1) Violin - VERY hard to start off. Can take a number of years to reach a point here people dont despise being in the same room as you playing. It takes a long time to learn how to play a single note with a high quality sound - and a long time to learn to play anything in tune. The upside, is however that once the steep initial part of the learning curve is dealt with, progressing on a Violin becomes relatively easy (thats not to say its wihout challenges).

2) Piano - VERY easy to start, you hit a key and it'll make a decent noise, it'll be in tune and provided you pick simple music within your capabilities you wont have people running screaming from the room with hands clamped over their ears like they do wih beginner violinists. However, at the level when the Violinists start relaxing and really enjoying their repertoire, Pianists start being really challenged and getting better requires dogged determination and a lot of work.

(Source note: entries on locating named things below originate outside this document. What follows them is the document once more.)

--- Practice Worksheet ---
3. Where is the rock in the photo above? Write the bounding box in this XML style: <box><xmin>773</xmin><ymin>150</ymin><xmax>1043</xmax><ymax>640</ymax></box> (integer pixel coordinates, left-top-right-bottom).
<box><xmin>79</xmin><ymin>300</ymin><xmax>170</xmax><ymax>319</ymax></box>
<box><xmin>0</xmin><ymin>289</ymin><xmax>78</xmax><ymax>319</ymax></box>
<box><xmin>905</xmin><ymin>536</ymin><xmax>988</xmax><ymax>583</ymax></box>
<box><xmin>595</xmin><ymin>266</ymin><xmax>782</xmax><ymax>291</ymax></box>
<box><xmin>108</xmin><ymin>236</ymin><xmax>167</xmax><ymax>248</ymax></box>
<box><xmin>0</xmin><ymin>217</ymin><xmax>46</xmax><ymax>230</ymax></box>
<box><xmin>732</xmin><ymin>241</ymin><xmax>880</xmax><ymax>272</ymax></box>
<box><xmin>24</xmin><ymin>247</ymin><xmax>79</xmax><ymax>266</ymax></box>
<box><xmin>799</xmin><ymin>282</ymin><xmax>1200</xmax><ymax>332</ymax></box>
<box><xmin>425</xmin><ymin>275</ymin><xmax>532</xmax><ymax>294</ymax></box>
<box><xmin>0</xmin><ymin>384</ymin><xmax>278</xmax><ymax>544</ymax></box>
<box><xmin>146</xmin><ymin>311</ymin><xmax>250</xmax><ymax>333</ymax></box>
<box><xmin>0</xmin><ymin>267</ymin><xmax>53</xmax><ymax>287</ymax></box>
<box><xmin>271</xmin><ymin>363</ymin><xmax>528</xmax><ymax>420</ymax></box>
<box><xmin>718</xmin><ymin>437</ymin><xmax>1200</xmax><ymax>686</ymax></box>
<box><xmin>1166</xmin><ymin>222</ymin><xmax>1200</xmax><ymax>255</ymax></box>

In my own experience I can say that Once I got past ABRSM Gr3/4 Violin+Viola I cruised very comfortably up to Gr8 without really having to work very hard. I have no idea how good I could have got if I put effort into it. The Piano on the other hand I cruised up to ABRSM Gr5/6 and then had to work. I did probably 3 or 4 **times** as much practice on the Piano to get my gr8 than I did with Viola (I did them at the same time) - and despite continuing to work a it have never really got much better.


Parent....
Orchestral Viola player (stictly amateur)....
Hack Pianist.... (faded skills from glory days 20 yrs ago)
Vague Guitar & Bass player.... (former minor income stream 15 yrs ago)
Former conductor... (been a long time since I was set loose with a magic wand!)
#1562534 - 11/22/10 06:56 PM Re: Piano and Violin, which one is harder for late beginners [Re: Tidal]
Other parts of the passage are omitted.